A visualization of a typical search space for a neural architecture search problem. There are many possible solutions. An algorithm such as NEAT will often only explore a very small subset of solutions before arriving at a local optimum, or a solution which is optimal with respect to neighboring, similar solutions, but not the best possible solution. For simple problems, a local optimum may be an acceptable solution. However, for more complex problems, local optima may offer very poor performance. Since it is expensive to assess new solutions, even random search may fail to adequately explore the space of solutions. A better solution is needed.

In their tutorial at GECCO 2018, Gabriela Ochoa and Nadarajen Veerapen introduce their vision for combating complex search spaces: search maps4. They developed powerful tools for visualizing fitness landscapes, or the relative goodness of candidate solutions explored by an evolutionary algorithm at runtime. Their goal is to create a library of these visualizations for different types of problems. Such a library would allow researchers to identify and exploit characteristics of these landscapes to improve the performance of evolutionary algorithms.

Local Optima Networks (LON): Above are two visualizations of fitness landscapes explored by an evolutionary algorithm for the Traffic Collision Avoidance System (TCAS), left, and triangle, right, optimization problems. TCAS involves controlling the cruising altitude of an aircraft given different sensory inputs, while the triangle problem classifies triangles as scalene, isosceles, equilateral, or not a triangle. Grey lines represent evolutionary changes that result in a new solution which is equally as good as the existing solution. Black lines represent changes which result in a superior solution. Red lines represent changes that move from one optimal solution to another. The evolutionary algorithm starts at the “top” of these 3D visualizations and gradually works its way down deeper towards the optimal solutions.

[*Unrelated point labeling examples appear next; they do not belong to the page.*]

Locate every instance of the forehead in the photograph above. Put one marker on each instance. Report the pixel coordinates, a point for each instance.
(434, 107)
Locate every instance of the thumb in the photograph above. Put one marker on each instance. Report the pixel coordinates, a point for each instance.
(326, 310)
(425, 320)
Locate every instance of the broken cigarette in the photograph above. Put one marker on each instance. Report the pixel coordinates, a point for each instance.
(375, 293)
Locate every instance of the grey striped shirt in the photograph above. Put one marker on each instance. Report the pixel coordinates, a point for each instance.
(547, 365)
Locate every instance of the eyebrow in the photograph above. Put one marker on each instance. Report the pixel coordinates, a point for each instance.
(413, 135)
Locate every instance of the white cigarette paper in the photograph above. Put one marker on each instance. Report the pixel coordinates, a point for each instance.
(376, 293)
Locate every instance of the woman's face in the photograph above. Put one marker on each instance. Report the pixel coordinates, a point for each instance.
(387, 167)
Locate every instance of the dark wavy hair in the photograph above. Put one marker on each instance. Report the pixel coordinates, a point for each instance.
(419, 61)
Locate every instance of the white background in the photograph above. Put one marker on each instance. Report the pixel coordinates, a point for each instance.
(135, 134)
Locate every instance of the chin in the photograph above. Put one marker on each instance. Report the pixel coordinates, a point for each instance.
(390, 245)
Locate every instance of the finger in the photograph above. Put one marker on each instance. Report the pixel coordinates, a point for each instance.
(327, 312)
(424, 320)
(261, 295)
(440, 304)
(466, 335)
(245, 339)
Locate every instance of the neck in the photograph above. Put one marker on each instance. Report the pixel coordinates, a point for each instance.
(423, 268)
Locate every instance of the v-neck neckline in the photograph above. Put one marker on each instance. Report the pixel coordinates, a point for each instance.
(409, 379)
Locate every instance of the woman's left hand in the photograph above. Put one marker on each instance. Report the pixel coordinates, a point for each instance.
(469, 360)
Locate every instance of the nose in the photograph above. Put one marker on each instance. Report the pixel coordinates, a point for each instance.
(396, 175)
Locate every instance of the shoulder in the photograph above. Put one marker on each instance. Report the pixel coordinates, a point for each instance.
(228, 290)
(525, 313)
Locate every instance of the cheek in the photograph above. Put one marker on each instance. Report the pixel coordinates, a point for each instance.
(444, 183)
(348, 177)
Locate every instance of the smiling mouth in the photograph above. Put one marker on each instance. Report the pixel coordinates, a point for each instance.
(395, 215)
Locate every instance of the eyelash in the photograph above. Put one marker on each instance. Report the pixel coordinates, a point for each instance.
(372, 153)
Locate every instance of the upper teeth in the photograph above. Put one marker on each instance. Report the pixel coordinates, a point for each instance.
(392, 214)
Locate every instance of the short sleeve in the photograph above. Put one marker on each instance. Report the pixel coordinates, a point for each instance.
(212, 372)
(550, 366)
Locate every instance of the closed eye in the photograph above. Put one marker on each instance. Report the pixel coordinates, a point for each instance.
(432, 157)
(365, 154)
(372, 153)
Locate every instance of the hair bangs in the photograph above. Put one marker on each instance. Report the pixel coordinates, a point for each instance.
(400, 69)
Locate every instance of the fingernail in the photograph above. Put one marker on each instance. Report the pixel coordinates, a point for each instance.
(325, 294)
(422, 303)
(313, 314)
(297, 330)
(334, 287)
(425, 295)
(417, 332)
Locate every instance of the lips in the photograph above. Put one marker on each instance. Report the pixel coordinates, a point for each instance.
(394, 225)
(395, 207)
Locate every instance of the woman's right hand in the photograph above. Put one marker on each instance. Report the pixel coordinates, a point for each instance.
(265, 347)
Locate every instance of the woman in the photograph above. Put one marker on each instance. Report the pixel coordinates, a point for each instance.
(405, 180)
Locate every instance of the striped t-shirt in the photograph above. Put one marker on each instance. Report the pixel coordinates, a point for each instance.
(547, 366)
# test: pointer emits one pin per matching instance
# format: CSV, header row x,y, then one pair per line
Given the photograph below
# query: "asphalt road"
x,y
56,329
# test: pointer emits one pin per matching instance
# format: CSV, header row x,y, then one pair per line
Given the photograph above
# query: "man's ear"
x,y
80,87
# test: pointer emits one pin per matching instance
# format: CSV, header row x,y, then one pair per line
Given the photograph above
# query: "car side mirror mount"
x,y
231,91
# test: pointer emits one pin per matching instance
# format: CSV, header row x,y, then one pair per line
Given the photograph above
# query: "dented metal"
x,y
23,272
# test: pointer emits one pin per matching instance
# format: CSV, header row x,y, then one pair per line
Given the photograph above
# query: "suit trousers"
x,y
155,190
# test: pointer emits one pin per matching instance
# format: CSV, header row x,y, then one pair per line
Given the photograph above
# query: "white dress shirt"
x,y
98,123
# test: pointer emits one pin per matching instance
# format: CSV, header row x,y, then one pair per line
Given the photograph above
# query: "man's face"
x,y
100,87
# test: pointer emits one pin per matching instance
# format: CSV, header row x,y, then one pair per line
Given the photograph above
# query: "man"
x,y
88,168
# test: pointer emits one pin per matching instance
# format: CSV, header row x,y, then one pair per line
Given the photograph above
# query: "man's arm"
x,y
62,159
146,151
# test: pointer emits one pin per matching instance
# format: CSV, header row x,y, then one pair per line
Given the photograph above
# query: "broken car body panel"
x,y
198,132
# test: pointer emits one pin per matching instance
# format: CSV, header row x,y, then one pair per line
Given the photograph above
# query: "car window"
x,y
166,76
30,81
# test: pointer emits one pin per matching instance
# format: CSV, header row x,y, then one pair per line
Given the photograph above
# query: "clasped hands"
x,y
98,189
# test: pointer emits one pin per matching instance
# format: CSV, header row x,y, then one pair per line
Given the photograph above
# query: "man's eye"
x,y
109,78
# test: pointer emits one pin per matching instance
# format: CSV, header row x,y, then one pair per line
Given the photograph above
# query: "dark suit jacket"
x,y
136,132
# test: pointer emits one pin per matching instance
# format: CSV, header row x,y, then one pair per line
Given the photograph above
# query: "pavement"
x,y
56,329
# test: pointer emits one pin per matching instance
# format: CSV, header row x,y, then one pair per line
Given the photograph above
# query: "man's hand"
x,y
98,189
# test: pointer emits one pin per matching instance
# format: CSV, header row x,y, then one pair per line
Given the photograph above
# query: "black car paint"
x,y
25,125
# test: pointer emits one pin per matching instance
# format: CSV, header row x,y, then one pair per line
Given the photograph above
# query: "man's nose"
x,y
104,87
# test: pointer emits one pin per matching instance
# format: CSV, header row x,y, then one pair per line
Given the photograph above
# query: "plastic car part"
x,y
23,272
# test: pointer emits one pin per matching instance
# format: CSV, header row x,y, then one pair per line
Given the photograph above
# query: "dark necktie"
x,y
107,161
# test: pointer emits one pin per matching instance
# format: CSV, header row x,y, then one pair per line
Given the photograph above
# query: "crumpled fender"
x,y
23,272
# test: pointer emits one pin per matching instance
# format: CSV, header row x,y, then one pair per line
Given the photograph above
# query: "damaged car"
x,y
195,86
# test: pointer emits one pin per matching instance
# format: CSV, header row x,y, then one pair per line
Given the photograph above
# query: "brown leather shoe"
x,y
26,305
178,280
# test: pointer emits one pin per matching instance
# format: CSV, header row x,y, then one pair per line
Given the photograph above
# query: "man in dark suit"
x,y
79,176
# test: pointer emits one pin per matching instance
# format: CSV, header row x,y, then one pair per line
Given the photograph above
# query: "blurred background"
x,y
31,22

Interestingly, these landscapes are very different. In both cases, it is much more common for an evolutionary algorithm to explore new solutions which are no better than the current ones. However, on the right hand side, we notice a unique phenomenon: as the algorithm gradually moves toward an optimal solution, black and grey lines become scarce, meaning that it is very difficult to produce solutions which are an improvement over the current solution set.

Ochoa and Veerapen did not offer any specific guidance on how to exploit such trends in their LON visualizations, though they recognize that this is the long-term goal of their project. For example, many evolutionary algorithms operate by introducing random, incremental changes, or mutations, to the current set of candidate solutions. If we were to observe a slowdown in the progress of an evolutionary algorithm, as illustrated by the increasing scarcity of black and grey lines above, then it may be beneficial to introduce radical changes, instead of incremental ones, in order to escape the current local optimum and stimulate new progress. Alternatively, we might consider restarting with a new set of candidate solutions.

At any rate, the ability to inform the behavior of an evolutionary algorithm at runtime to encourage progress and avoid local optima would be another important step towards more efficient and practical evolutionary search.

Where does SparkCognition fit in?

In our next post, we will take a look at the latest research presented by the SparkCognition team at GECCO 2018. Our work quietly tackles computational cost from both directions, reducing the evaluation time of individual solutions while also avoiding local optima by simplifying the search spaces traversed by the evolutionary algorithms. The result is a new approach for applying evolutionary algorithms to real-world, multiclass classification problems.

References

1 Liu, Chenxi, et al. “Progressive neural architecture search.” arXiv preprint arXiv:1712.00559 (2017).
2 Gaier, Adam, Alexander Asteroth, and Jean-Baptiste Mouret. “Data-efficient Neuroevolution with Kernel-Based Surrogate Models.” GECCO 2018.
3 Stanley, Kenneth O., and Risto Miikkulainen. “Evolving neural networks through augmenting topologies.” Evolutionary computation 10.2 (2002): 99-127.
4 Ochoa, Gabriela, and Veerapen, Nadarajen. “Search Maps: Visualising and Exploiting the Global Structure of Computational Search Spaces.